Stuttgart - Wegen Gräueltaten im Kongo hat die Anklage im Stuttgarter Ruanda-Prozess eine lebenslange Freiheitsstrafe für den Hauptangeklagten gefordert. Als Führer der Hutu-Miliz FDLR („Demokratische Kräfte zur Befreiung Ruandas“) seien deren Verbrechen in der Demokratischen Republik Kongo Ignace Murwanashyaka zuzuweisen, als hätte er sie selber begangen, sagte ein Bundesanwalt am Mittwoch vor dem Oberlandesgericht nach mehr als 300 Verhandlungstagen.

 

Der 52-jährige FDLR-Führer steht seit Anfang Mai 2011 wegen Kriegsverbrechen, Verbrechen gegen die Menschlichkeit sowie Rädelsführerschaft und Mitgliedschaft in einer terroristischen Vereinigung vor Gericht. Sein Vize-Chef Straton Musoni (54) muss sich ebenfalls wegen Rädelsführerschaft verantworten. Für ihn beantragte die Bundesanwaltschaft eine Haftstrafe von zwölf Jahren.

Der militärische Flügel der FDLR sei im Kongo für die Plünderung, Vergewaltigung und Tötung etlicher Zivilisten verantwortlich gewesen, sagte der Bundesanwalt. Die Taten hätten sich nicht nur gegen kongolesische Soldaten und Kämpfer gegnerischer Gruppen gerichtet, sondern bewusst auch gegen Zivilisten. „Die FDLR wollte gezieltes Leid anrichten, um es als politisches Druckmittel zu instrumentalisieren.“

Keine Reue

Die Bundesanwaltschaft ist der Überzeugung, dass Murwanashyaka als Oberbefehlshaber des militärischen Flügels der Miliz die Taten hätte verhindern können. Er sei der „Archetyp eines Überzeugungstäters“ und habe während des Prozesses keinerlei Reue gezeigt.

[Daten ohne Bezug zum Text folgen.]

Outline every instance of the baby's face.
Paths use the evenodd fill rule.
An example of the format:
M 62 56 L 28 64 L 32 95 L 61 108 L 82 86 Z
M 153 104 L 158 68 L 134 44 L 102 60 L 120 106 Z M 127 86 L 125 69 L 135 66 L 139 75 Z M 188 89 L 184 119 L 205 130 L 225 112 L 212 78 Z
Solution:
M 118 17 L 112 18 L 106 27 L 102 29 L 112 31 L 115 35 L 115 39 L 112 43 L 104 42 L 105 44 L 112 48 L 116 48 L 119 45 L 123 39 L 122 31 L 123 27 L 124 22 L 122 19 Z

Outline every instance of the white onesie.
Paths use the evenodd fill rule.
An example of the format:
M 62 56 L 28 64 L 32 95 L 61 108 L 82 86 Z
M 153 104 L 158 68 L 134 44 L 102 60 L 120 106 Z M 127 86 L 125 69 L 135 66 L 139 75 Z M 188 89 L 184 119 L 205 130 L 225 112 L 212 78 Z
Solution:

Laut Anklage sollen die zwei FDLR-Funktionäre von Mannheim und Neuffen (Kreis Esslingen) aus per Satellitentelefon, SMS und E-Mail die Rebellengruppe im Ostkongo kontrolliert haben. Die Verteidigung hingegen argumentiert, die Angeklagten hätten keine Kontrolle über den militärischen Flügel der Miliz, sondern nur eine politische Funktion in der FDLR gehabt. Ihre Plädoyers werden am 27. Juli erwartet.

Die FDLR geht auf den Völkermord in Ruanda 1994 zurück. Nach Auseinandersetzungen zwischen den Volksgruppen der Hutu und Tutsi, bei denen rund 800 000 Menschen starben, flohen mehr als zwei Millionen Ruander - mehrheitlich Hutus - in die angrenzende Demokratische Republik Kongo. Dort wurde später die FDLR gegründet, die Teile Ostkongos kontrollierte.

Die Angeklagten müssen sich nun für Taten der FDLR aus den Jahren 2008 und 2009 verantworten. Der Prozess ist einer der ersten in Deutschland nach dem 2002 eingeführten Völkerstrafgesetzbuch. Dieses ermöglicht es deutschen Gerichten, Kriegsverbrechen selbst dann zu ahnden, wenn sie im Ausland begangen wurden.